Sniff on pfsense 192.168.80 interface while you ping.. Do you see the traffic go out - but no response? Then the device never got it, even though pfsense sent it.. Or it didn't know how to answer because it has no gateway, or it points to something else as its gateway.
The firewall for the Mac is turned off so it's not a host firewall issue.
Same test.. Sniff on pfsense.. Do you see it send on the ping.. What rules are what there.. What is the 192.168.1 (lan) what is the 192.168.80 (netgear)?
What are you pinging from lan 192.168.1.what?

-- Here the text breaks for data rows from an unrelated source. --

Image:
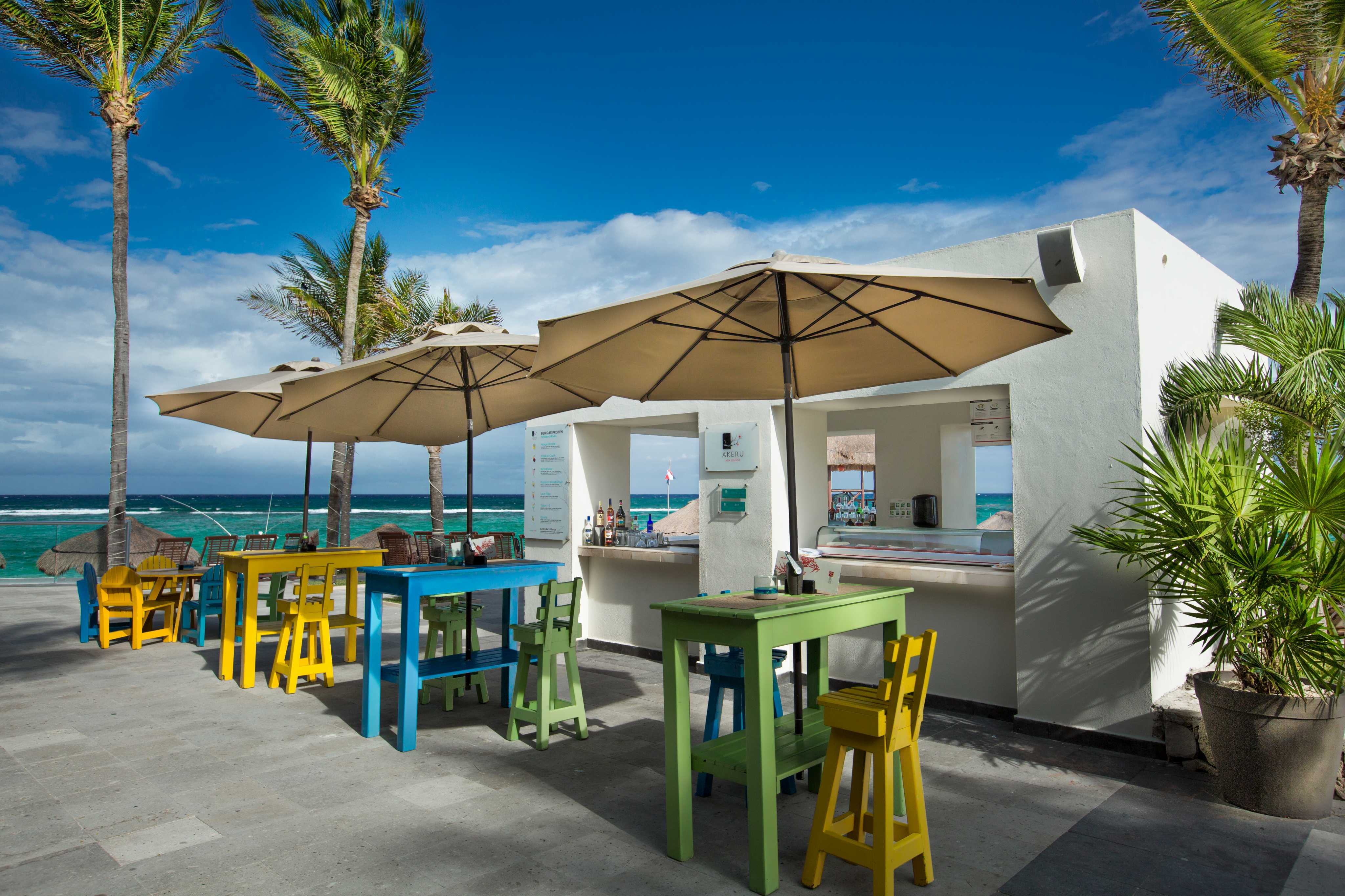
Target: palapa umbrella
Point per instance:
(249, 405)
(433, 390)
(92, 547)
(789, 327)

To what on the 192.168.80? Can you ping the 192.168.80 pfsense IP? If so then your rules are correct on the interface traffic is coming from.
Rules are evaluated on the interface where traffic would enter pfsense from the network attached. Top down, first rule to trigger wins, no other rules are evaluated.
There are no rules required on the dest network interface.
Do have any floating rules?
-
@mcury all hosts on 80.0 network can ping each other. All hosts on 1.0 network can ping each other. No communication between networks.
-
@nosenseatall said in Firewall Rule Not Working:
All hosts on 1.0 network can ping each other.
This is normal, pinging hosts in the same network goes through the switch (layer 2/mac address), and not through the gateway.
Check what Johnpoz suggested above, in case you have doubts just post here.
-
@nosenseatall Still not saying what is what..
Here my lan is 192.168.9.0/24 pfsense IP is 192.168.9.253
My dmz segment is 192.168.3.0/24 and pfsense IP is 192.168.3.253I can ping that from my lan pc 192.168.9.100
The dmz rules mean nothing for this.. Pinging anything on the dmz network has zero to do with the rules on the 192.168.3 interface.. Now if I try and ping something on the dmz and I sniff I will see traffic going there.
From the same 192.168.9.100 machine
The only thing that is required for pfsense to send on the traffic is it has to know the mac of the 192.168.3.10 device. Doesn't matter if that device answers or not, you would still see the requests go out.
-
@johnpoz Thank you for both of your posts. I am going through the process now.